In Multiple Users the parameter string was used to specify the Virtual File System (VFS) of the child process. This uses a simple format with single character commands (e.g. ‘C’ copies the parent VFS, ‘-’ removes a mount path). We now add another command ‘A’ that specifies a null-terminated string.

The library interface to exec is euralios_std::syscalls::exec. We add an args: Vec<&str> input, push an ‘A’ character to the parameter string followed by these strings separated by 0x03, the ETX End-of-text ASCII control character, and terminating with a 0 byte.

In the kernel sys_exec function the argument string is copied into a Vec<u8> on the kernel heap so that it’s accessible when the page table is changed. It’s then passed as a new input to new_user_thread in process.rs.

The argument string is passed to the new process on the stack: Stacks grow downwards, to the string is put on the stack above the length of string. Then register rdx is set to the address of the string length. In the _start function (that calls the user main()) we get args_address from rdx and then store the u8 slice in a static mut variable:

ARGS_SLICE = unsafe{
    let length = *(args_address as *mut i32) as usize;
    slice::from_raw_parts((args_address + 4) as *const u8, length)
};

Once a program starts, this slice is only read by calling an internal function get_args -> &'static [u8]. The user accesses this through the env::args() function:

pub fn args() -> impl Iterator<Item = String> {
  // Convert bytes into a vector of owned strings
  get_args()
      .split(|&b| b == 0x03)
      .map(|arg| String::from_utf8_lossy(arg).into_owned())
}

This splits the string on 0x03 chars, as used in the euralios_std::syscalls::exec function. We can now start an editor and get the command-line arguments:

use euralios_std::{println, env};

#[no_mangle]
fn main() {
    for arg in env::args() {
        println!("Arg: {}", arg);
    }
}

Environment variables

When we open the file we use the path given on the command line. If the caller uses the absolute path then it works, but relative paths do not: The text editor doesn’t know the shell’s working directory!

Linux stores each processor’s current working directory (and lots of other information) in its task_struct data structure as described here.
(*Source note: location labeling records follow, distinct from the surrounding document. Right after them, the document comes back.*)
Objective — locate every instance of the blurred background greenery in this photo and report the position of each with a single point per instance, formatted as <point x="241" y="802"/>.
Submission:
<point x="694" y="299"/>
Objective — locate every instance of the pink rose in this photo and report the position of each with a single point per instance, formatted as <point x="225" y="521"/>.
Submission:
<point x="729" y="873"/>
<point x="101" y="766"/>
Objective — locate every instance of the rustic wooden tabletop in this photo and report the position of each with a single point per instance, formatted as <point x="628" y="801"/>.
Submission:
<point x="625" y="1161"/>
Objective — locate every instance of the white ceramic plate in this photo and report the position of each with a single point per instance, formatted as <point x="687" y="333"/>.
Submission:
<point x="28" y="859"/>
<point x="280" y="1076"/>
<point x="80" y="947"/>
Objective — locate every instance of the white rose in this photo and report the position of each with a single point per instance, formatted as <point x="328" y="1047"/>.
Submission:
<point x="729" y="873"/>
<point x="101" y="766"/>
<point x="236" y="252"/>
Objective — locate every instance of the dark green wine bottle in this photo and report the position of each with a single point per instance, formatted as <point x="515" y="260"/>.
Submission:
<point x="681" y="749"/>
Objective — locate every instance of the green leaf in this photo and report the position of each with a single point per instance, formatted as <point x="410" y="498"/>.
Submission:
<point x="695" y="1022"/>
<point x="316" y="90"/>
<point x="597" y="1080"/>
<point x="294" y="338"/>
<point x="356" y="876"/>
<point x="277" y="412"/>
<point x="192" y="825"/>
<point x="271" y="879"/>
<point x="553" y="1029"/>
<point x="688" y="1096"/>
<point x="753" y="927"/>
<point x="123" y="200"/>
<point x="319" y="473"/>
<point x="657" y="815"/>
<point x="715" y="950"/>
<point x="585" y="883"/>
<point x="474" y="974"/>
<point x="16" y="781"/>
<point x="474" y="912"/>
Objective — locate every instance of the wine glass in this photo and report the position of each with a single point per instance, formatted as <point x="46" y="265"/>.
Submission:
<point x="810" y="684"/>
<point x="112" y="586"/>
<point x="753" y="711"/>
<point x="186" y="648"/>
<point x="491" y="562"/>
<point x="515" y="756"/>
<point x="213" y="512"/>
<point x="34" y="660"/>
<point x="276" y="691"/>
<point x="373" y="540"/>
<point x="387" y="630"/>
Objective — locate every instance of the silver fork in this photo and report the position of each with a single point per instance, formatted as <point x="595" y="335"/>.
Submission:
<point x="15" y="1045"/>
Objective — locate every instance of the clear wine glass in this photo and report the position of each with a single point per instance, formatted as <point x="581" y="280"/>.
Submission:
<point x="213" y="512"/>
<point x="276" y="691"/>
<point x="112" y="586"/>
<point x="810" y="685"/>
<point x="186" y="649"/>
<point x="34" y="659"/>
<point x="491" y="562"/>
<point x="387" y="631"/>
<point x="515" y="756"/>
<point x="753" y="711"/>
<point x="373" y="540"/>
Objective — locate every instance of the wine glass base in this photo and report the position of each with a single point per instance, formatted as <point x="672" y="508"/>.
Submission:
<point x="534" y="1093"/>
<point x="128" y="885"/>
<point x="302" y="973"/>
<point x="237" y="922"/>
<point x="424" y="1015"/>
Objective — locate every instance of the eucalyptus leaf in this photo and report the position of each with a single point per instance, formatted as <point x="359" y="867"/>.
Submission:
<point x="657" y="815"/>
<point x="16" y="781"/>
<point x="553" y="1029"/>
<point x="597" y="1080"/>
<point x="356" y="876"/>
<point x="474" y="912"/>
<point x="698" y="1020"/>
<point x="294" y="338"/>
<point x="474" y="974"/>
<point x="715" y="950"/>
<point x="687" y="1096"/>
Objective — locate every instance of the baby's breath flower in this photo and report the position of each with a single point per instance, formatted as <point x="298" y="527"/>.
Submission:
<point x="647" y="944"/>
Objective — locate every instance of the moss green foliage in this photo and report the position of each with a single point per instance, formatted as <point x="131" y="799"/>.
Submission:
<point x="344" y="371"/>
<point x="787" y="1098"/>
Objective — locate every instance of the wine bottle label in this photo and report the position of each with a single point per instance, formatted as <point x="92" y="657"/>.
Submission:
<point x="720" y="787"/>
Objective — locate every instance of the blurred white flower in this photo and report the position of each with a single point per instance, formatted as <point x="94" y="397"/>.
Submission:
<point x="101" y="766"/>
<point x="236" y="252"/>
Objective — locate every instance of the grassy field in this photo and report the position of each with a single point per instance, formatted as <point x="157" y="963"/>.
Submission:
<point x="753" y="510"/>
In the spirit of keeping things simple, we’re instead going to store the current directory as an environment variable: The kernel doesn’t need to know about working directories (probably).

Maybe we could treat environment variables as a kind of argument, but for now they are treated separately: In the new process parameter string we used ‘A’ to begin the arguments; now we can add ‘E’ to begin a null-terminated environment string. This is collected into a Vec<u8> in kernel memory, and passed as another member of the process::Params parameter struct that is passed to process::new_user_thread. The environment string (if there is one) is put on the user stack underneath the arguments, with the length of the string as a u32 underneath that. We set the RDI register to point to that string length. [The choice of RDI is fairly arbitrary, though some registers e.g RBX are reserved for LLVM use].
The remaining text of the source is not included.